How does seeing affect our astrophotos? What effect does the blurring effect of Earth's atmosphere have on our deep-sky, planetary and lunar images?
If we lived on a planet without an atmosphere, we would certainly be able to capture clearer images of the night sky. Starlight would appear as sharp as our astrophotography instruments are able to deliver.
But since Earth does have an atmosphere, starlight wobbles as it passes through fast-moving regions of differing density and temperature – an effect known as ‘seeing’.
Over the course of a long exposure, the wobbles add up.
Atmospheric seeing is quantitatively measured by a value known as ‘full width at half maximum’ (FWHM).
This value describes the highest resolution that you can expect to obtain on a particular night, if you take into consideration the interference introduced by atmospheric turbulence.
The best observatories in the world can experience seeing with a FWHM value of 0.4 arcseconds.
However, for the rest of us this figure is considerably larger and typically in the range of 1.5–4 arcseconds.
High-resolution imaging, whether it’s of the Moon, planets or deep-sky objects, depends on good seeing if you want to capture the sharpest detail.

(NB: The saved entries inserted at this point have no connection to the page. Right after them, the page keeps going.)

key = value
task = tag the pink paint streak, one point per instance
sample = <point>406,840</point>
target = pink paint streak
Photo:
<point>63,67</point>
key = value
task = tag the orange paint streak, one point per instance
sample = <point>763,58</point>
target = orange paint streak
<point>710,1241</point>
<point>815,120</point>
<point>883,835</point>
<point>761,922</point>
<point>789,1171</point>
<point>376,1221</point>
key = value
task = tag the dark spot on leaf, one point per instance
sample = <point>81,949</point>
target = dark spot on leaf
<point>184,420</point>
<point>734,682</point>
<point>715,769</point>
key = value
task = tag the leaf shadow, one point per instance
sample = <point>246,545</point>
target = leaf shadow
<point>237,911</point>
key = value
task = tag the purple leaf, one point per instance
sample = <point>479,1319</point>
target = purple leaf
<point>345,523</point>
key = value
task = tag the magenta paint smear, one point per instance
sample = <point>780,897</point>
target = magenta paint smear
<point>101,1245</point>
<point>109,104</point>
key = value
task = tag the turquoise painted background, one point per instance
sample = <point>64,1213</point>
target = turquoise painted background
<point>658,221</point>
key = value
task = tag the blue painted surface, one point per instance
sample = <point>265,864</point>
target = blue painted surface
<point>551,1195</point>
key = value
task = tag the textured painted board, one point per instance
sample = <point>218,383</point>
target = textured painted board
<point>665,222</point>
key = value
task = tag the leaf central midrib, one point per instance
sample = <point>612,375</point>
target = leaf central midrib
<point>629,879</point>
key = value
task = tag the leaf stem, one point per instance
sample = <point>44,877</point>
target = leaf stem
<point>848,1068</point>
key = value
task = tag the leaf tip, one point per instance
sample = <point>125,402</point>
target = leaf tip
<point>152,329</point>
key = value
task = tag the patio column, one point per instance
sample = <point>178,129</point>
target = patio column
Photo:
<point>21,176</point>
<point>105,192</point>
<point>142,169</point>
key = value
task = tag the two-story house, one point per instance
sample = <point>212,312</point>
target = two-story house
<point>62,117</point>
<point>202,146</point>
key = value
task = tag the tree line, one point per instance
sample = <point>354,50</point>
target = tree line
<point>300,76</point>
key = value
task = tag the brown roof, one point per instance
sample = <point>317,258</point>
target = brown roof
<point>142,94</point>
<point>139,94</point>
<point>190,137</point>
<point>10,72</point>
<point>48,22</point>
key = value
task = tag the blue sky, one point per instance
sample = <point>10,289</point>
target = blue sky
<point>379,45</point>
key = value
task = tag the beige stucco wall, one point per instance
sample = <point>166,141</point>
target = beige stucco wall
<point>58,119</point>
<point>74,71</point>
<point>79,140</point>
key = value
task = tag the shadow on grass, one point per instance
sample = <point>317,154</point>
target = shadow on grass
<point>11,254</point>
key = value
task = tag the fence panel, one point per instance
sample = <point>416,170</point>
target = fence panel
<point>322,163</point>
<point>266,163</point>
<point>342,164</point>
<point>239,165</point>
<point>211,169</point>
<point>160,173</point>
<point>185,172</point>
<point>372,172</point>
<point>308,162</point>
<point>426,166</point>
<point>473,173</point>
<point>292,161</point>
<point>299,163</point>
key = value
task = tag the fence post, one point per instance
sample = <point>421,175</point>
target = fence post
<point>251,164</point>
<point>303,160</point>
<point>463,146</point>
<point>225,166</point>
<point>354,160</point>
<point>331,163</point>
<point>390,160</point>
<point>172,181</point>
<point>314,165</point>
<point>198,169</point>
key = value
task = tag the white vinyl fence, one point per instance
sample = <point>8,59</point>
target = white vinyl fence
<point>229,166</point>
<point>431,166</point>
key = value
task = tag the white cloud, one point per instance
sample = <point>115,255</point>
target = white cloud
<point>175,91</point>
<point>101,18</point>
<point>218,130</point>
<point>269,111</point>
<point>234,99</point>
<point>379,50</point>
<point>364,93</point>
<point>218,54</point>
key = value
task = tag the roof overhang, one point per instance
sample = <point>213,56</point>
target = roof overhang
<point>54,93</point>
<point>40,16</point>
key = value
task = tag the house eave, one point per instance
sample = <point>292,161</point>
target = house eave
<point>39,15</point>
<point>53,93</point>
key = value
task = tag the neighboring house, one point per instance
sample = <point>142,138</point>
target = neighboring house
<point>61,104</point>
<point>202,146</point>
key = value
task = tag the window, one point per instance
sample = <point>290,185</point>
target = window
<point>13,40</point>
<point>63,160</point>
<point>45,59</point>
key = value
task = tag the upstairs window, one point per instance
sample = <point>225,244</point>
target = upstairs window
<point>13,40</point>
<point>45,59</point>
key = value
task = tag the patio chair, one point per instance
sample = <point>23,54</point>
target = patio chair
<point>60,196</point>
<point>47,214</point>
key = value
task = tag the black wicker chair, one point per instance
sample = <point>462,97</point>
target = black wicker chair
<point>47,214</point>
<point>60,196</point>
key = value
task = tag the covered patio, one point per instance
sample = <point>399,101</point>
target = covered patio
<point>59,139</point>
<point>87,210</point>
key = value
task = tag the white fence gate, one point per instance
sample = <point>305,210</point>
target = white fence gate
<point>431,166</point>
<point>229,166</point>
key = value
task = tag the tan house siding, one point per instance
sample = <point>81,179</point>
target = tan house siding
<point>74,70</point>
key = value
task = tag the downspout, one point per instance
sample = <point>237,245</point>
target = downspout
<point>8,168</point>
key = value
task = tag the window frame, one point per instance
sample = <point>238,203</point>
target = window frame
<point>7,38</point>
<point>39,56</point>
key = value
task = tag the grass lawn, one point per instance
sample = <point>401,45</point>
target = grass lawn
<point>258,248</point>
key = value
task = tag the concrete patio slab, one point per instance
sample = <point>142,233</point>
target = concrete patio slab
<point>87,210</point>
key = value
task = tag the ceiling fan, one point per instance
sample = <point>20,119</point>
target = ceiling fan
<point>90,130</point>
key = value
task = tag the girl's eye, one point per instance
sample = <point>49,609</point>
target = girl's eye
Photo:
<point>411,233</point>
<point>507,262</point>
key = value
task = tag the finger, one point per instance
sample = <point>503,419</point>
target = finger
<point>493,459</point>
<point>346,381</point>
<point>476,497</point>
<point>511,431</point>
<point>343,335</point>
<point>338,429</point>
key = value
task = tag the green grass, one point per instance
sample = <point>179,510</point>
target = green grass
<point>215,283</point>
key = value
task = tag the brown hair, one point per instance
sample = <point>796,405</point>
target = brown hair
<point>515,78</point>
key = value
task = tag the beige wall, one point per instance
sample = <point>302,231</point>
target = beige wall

Lunar and planetary imagers use high frame-rate techniques to reduce seeing effects.
In the case of deep-sky astrophotography, where long exposures are the norm, each element of detail will effectively be blurred by poor seeing.
Seeing only really becomes a critically important issue if your goal is high-resolution deep-sky imaging – in other words, if you’re taking close-up shots of distant deep-sky objects.
For the most part, if you’re taking wide-field images of large deep-sky objects, the effects of poor seeing aren’t all that noticeable.